Courbet’s commitment to the visible was so extreme that critics accused him of voluntarily lobotomising himself. Étienne-Jean Delécluze wrote in 1850 that Courbet had made a gamble to let go of models and "abnegate his intelligence." He was described as transforming himself into a human daguerreotype, slapping onto the canvas whatever image "jumped out at him" without filtering it through the intellect or the canon of beauty.


However, this was a myth. Despite his claims of naivety, Courbet was deeply learned. Critics noted that his nudes, like the Baigneuse, though intended to look natural, actually "reeked of the art school." Even while rejecting the Ideal, Courbet could not entirely escape the "scientific chaos" of museum culture. He was not a savage eye, but a sophisticated painter pretending to be a machine.



The Impossible Amnesia



The Realist dream was ultimately a desire to unlearn. Artists like Claude Monet and Édouard Manet expressed a wish to be born blind and suddenly gain sight, so they could paint objects without knowing what they were. They wanted to turn their backs on models and traditional teaching to recover an innocent, "spontaneist" view of the world. Pissarro went so far as to suggest burning down the "necropolises" of art—the museums.
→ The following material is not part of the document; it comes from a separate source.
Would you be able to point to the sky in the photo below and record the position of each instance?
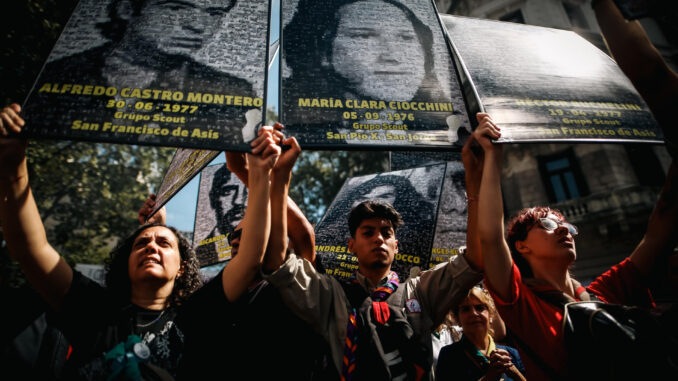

Yet, as the historian Ernst Gombrich argued, this total erasure of memory is impossible. Analysing the work of John Constable, Gombrich demonstrated that even the most dedicated naturalist relies on schemas. Constable, who claimed he tried to forget he had ever seen a picture when he sat down to paint, actually used Alexander Cozens's cloud studies as a scientific framework. The 19th-century artist could not simply be a passive lens; they were scientists using the "schemas" of tradition as a starting point to probe and test reality, forever caught between the knowledge of the past and the shock of the present.